Central American Immigration Debate Overshadows Stranded Spouses of Legal, H-1B Visa Workers

As the emotionally charged national debate over immigration roils communities across the United States, the much-reported movement of thousands of undocumented children across the U.S.-Mexican border into this country has become the latest flash point of discussion.

While the children’s attempts to reunite with family members in the United States has garnered much attention and opened a new subject for discourse, another example of divided immigrant families, working through legal immigration, has been largely overshadowed.

Since October 1, 2013, some 57,000 children, mostly from Honduras, El Salvador and Guatemala, have made their way from their countries — all of which are plagued by drug-trade-fueled violence — through Mexico and illegally into the United States in an attempt to reunite with relatives here. Most of the children have been caught by U.S. authorities and are being housed in temporary emergency shelters, pending a determination of their status. Several of the emergency shelters are in Texas, which has become immigration’s ground zero for these children from Central America.

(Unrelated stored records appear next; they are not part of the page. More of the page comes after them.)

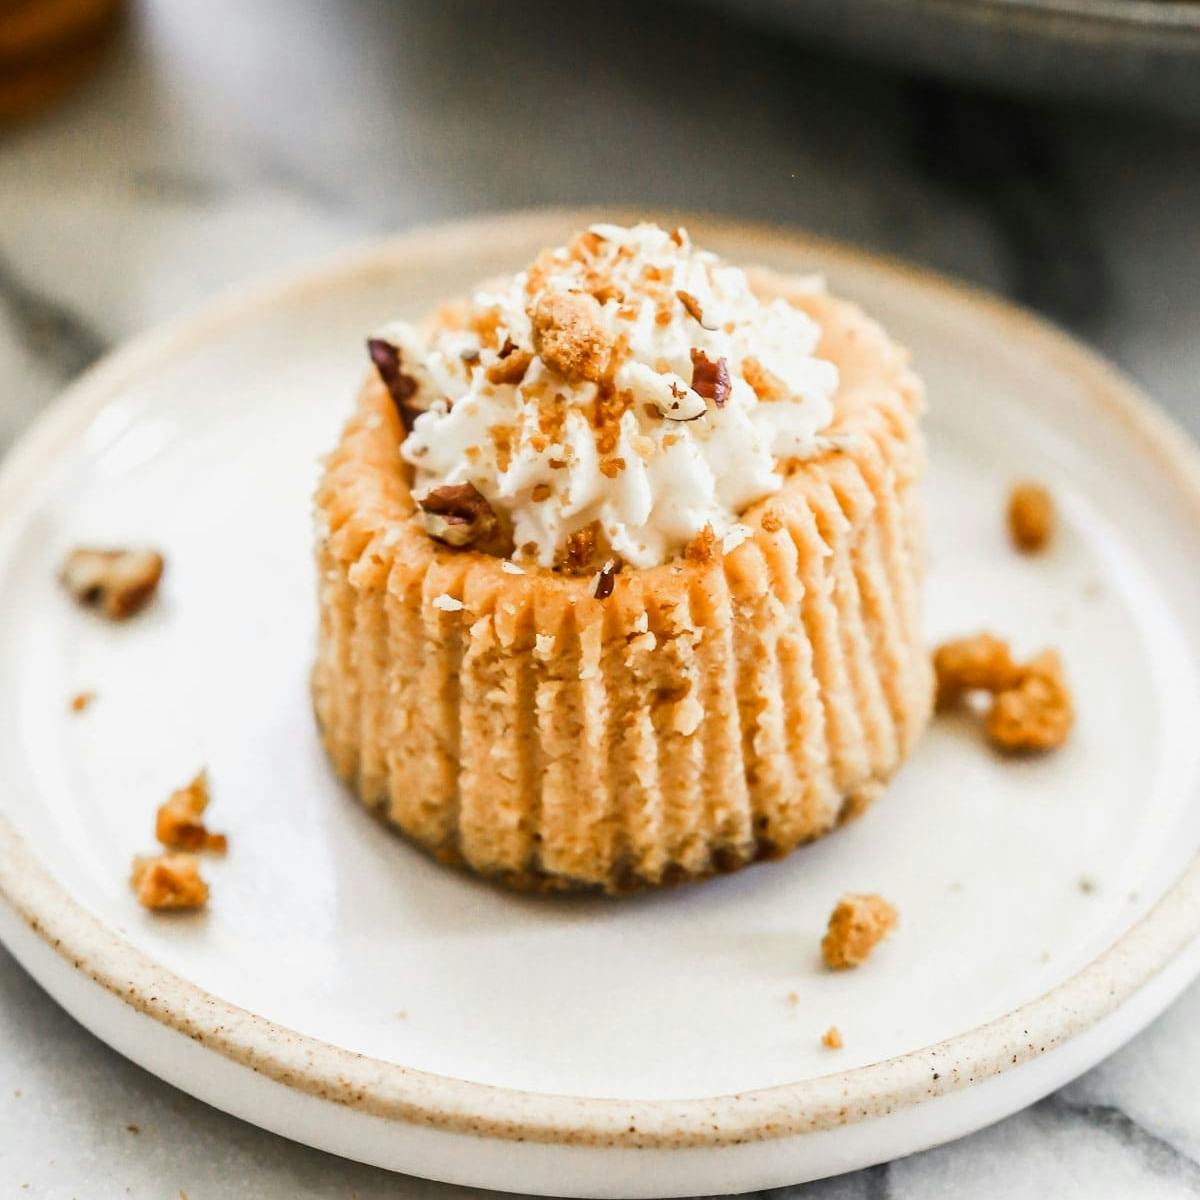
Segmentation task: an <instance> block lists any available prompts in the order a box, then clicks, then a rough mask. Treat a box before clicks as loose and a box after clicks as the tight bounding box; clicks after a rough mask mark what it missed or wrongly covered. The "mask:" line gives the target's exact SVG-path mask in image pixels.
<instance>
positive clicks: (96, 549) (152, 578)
mask: <svg viewBox="0 0 1200 1200" xmlns="http://www.w3.org/2000/svg"><path fill="white" fill-rule="evenodd" d="M162 571H163V558H162V554H160V553H158V552H157V551H155V550H97V548H95V547H91V546H80V547H78V548H77V550H72V551H71V553H70V554H67V557H66V562H65V563H64V564H62V570H61V572H60V578H61V580H62V583H64V584H65V586H66V589H67V590H68V592H70V593H71V594H72V595H73V596H74V598H76V600H78V601H79V604H82V605H86V606H88V607H89V608H98V610H100V611H101V612H102V613H103V614H104V616H106V617H108V619H109V620H125V618H126V617H132V616H133V614H134V613H136V612H140V611H142V610H143V608H144V607H145V606H146V605H148V604H149V602H150V601H151V600H152V599H154V594H155V592H156V590H157V588H158V581H160V580H161V578H162Z"/></svg>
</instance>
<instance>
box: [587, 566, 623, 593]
mask: <svg viewBox="0 0 1200 1200" xmlns="http://www.w3.org/2000/svg"><path fill="white" fill-rule="evenodd" d="M620 568H622V564H620V562H618V560H617V559H613V558H610V559H608V562H607V563H605V564H604V566H602V568H601V569H600V574H599V575H598V576H596V583H595V588H594V589H593V593H592V594H593V595H594V596H595V598H596V600H607V599H608V596H611V595H612V589H613V588H614V587H616V586H617V575H618V572H619V571H620Z"/></svg>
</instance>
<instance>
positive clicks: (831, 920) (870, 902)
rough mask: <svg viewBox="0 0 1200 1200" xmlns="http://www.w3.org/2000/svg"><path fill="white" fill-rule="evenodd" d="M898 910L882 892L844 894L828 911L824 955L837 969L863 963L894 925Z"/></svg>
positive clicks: (829, 963) (897, 914)
mask: <svg viewBox="0 0 1200 1200" xmlns="http://www.w3.org/2000/svg"><path fill="white" fill-rule="evenodd" d="M898 920H899V913H898V912H896V910H895V908H894V907H893V906H892V905H890V904H888V901H887V900H884V899H883V896H880V895H874V894H869V895H845V896H842V898H841V899H840V900H839V901H838V905H836V907H835V908H834V911H833V912H832V913H830V914H829V928H828V929H827V931H826V936H824V937H823V938H822V941H821V955H822V958H823V959H824V961H826V966H828V967H832V968H833V970H834V971H842V970H845V968H847V967H857V966H862V965H863V964H864V962H865V961H866V960H868V958H869V956H870V954H871V950H874V949H875V947H876V946H877V944H878V943H880V942H882V941H883V938H884V937H887V936H888V934H890V932H892V930H893V929H895V925H896V922H898Z"/></svg>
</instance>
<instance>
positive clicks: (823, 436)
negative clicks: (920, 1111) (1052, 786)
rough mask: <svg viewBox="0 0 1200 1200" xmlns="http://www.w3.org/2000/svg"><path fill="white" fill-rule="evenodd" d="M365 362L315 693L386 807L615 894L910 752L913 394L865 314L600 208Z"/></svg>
mask: <svg viewBox="0 0 1200 1200" xmlns="http://www.w3.org/2000/svg"><path fill="white" fill-rule="evenodd" d="M368 348H370V353H371V359H372V362H373V370H372V371H371V373H370V377H368V378H367V380H366V383H365V385H364V386H362V390H361V392H360V395H359V401H358V407H356V410H355V413H354V415H353V416H352V419H350V420H349V422H348V424H347V426H346V428H344V431H343V433H342V438H341V442H340V443H338V445H337V446H336V449H335V450H334V451H332V454H331V455H330V457H329V461H328V466H326V469H325V474H324V478H323V481H322V484H320V487H319V491H318V494H317V520H318V546H317V557H318V565H319V601H320V632H319V653H318V659H317V665H316V670H314V676H313V695H314V702H316V712H317V716H318V721H319V725H320V728H322V732H323V737H324V742H325V746H326V749H328V751H329V755H330V757H331V760H332V762H334V766H335V767H336V769H337V772H338V774H340V775H342V776H343V778H344V779H346V780H347V781H348V782H349V785H350V786H352V787H353V788H354V790H355V791H356V793H358V794H359V797H360V798H361V799H362V802H364V803H365V804H366V805H368V806H370V808H371V809H373V810H376V811H378V812H379V814H380V815H382V816H383V817H384V818H385V820H386V821H388V822H390V823H391V824H394V826H396V827H397V828H398V829H401V830H403V833H406V834H407V835H408V836H409V838H410V839H412V840H414V841H415V842H418V844H420V845H421V846H424V847H426V848H427V850H430V851H431V852H432V853H433V854H436V856H437V857H438V858H439V859H440V860H443V862H445V863H456V864H463V865H466V866H468V868H470V869H472V870H474V871H478V872H479V874H481V875H486V876H490V877H493V878H496V880H499V881H503V882H504V883H508V884H511V886H514V887H520V888H534V889H596V890H601V892H607V893H620V892H625V890H631V889H636V888H642V887H653V886H659V884H665V883H672V882H679V881H683V880H694V878H702V877H706V876H709V875H713V874H714V872H720V871H730V870H733V869H736V868H739V866H743V865H745V864H748V863H752V862H755V860H757V859H764V858H776V857H779V856H782V854H786V853H787V852H788V851H791V850H793V848H794V847H796V846H798V845H800V844H803V842H806V841H810V840H811V839H814V838H817V836H820V835H821V834H824V833H827V832H829V830H830V829H833V828H834V827H835V826H836V824H838V823H839V822H840V821H841V820H844V818H845V817H846V816H848V815H852V814H856V812H858V811H860V810H862V809H863V808H864V806H865V804H866V803H868V802H869V800H870V799H871V798H872V797H874V796H875V794H876V793H877V792H878V791H880V788H881V787H882V785H883V784H884V782H886V781H887V780H888V779H889V778H890V776H892V774H893V773H894V772H895V770H896V768H898V767H899V766H900V764H901V763H902V762H904V761H905V758H906V757H907V755H908V754H910V751H911V750H912V746H913V744H914V743H916V740H917V739H918V737H919V734H920V732H922V730H923V728H924V726H925V722H926V719H928V715H929V710H930V700H931V677H930V664H929V656H928V654H926V650H925V647H924V646H923V642H922V637H920V578H922V516H920V504H919V497H918V491H919V487H918V485H919V481H920V478H922V473H923V467H924V448H923V440H922V434H920V430H919V413H920V408H922V389H920V384H919V382H918V379H917V377H916V376H914V374H913V372H912V371H911V370H910V367H908V362H907V355H906V354H905V352H904V350H901V349H900V348H899V347H896V346H895V344H894V343H893V342H892V341H890V340H889V338H888V337H887V335H886V334H884V332H883V330H882V329H881V328H880V326H878V325H877V324H875V323H874V322H872V320H870V319H869V318H868V317H865V316H864V314H863V313H862V312H860V311H859V310H858V308H857V307H854V306H853V305H851V304H847V302H845V301H842V300H838V299H834V298H832V296H829V295H828V294H826V292H824V290H823V289H822V287H821V286H820V284H818V283H817V282H815V281H812V280H806V278H792V277H784V276H780V275H775V274H772V272H769V271H766V270H748V271H743V270H740V269H738V268H736V266H732V265H728V264H726V263H722V262H721V260H720V259H718V258H716V257H715V256H713V254H710V253H707V252H704V251H702V250H698V248H696V247H695V246H694V245H692V242H691V241H690V239H689V238H688V235H686V233H685V232H684V230H682V229H672V230H670V232H667V230H662V229H659V228H658V227H654V226H637V227H634V228H620V227H616V226H593V227H592V228H590V229H588V230H586V232H584V233H582V234H580V235H578V236H576V238H575V239H574V240H572V241H571V242H570V244H569V245H566V246H564V247H560V248H557V250H552V251H547V252H545V253H544V254H541V256H540V257H539V258H538V259H536V262H534V263H533V264H532V265H530V266H529V268H528V269H527V270H523V271H521V272H520V274H517V275H516V276H514V277H511V278H506V280H502V281H497V282H493V283H490V284H486V286H484V287H482V288H480V289H479V290H478V292H476V293H475V294H474V295H473V296H472V298H470V299H469V300H467V301H464V302H461V304H456V305H451V306H449V307H446V308H444V310H443V311H440V312H437V313H434V314H433V316H432V317H431V318H430V320H428V322H427V323H425V324H424V325H422V326H419V328H418V326H413V325H408V324H403V323H397V324H395V325H390V326H386V328H385V329H383V330H380V331H379V332H378V334H377V336H374V337H372V338H371V340H370V342H368Z"/></svg>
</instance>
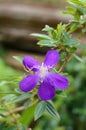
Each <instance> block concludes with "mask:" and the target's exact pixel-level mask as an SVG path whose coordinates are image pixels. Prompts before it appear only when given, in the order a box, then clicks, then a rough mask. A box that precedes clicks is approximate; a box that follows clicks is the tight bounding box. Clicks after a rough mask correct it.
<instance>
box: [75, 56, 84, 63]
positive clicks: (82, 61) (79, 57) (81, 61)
mask: <svg viewBox="0 0 86 130" xmlns="http://www.w3.org/2000/svg"><path fill="white" fill-rule="evenodd" d="M73 56H74V58H76V59H77V60H78V61H80V62H84V61H83V59H81V58H80V57H79V56H77V55H76V54H73Z"/></svg>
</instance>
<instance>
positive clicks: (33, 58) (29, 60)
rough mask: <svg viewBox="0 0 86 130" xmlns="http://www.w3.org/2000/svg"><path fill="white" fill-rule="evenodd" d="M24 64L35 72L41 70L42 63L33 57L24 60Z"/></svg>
mask: <svg viewBox="0 0 86 130" xmlns="http://www.w3.org/2000/svg"><path fill="white" fill-rule="evenodd" d="M23 64H24V66H25V67H26V68H30V69H31V70H33V71H37V70H39V66H40V63H39V62H38V61H37V60H36V59H34V58H33V57H31V56H25V57H24V58H23Z"/></svg>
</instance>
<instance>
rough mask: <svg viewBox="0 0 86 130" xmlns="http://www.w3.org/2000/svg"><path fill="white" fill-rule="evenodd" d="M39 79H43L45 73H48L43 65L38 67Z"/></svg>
mask: <svg viewBox="0 0 86 130" xmlns="http://www.w3.org/2000/svg"><path fill="white" fill-rule="evenodd" d="M39 70H40V77H41V78H43V77H44V76H45V75H46V74H47V72H48V69H47V67H45V66H44V64H43V63H42V65H41V66H40V69H39Z"/></svg>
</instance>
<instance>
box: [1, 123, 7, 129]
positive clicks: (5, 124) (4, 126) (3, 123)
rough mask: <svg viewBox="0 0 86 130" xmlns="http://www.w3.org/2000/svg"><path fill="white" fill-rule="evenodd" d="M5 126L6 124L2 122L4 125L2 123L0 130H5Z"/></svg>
mask: <svg viewBox="0 0 86 130" xmlns="http://www.w3.org/2000/svg"><path fill="white" fill-rule="evenodd" d="M5 125H6V122H2V123H0V130H4V128H5Z"/></svg>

And Texas is also is the hub of another phenomenon caused by immigration — the significant number of people who have entered the United States legally with an H-1B visa to work, but whose spouses have not been permitted to join them. The federal government grants 85,000 H-1B visas per year to highly skilled workers from overseas. Most work in the technology sector, with 70 percent in computer technology alone. Twenty thousand of the annual H-1B visas are reserved for immigrants with advanced degrees from U.S. universities and colleges.

Many of the spouses of H-1B visa workers are also well-educated, but no matter their credentials, they are not automatically permitted to accompany their spouses into the United States. Of those H-1B visa workers in computer technology, 26 percent of the men and 76 percent of the women are married, but in 2013, only half of the eligible spouses joined these workers in this country.

These statistics do not even account for the children of H-1B visa workers who have been left behind in India and other countries.

Spousal separation adds yet another dimension to the debate over immigration that policymakers Washington may have to address.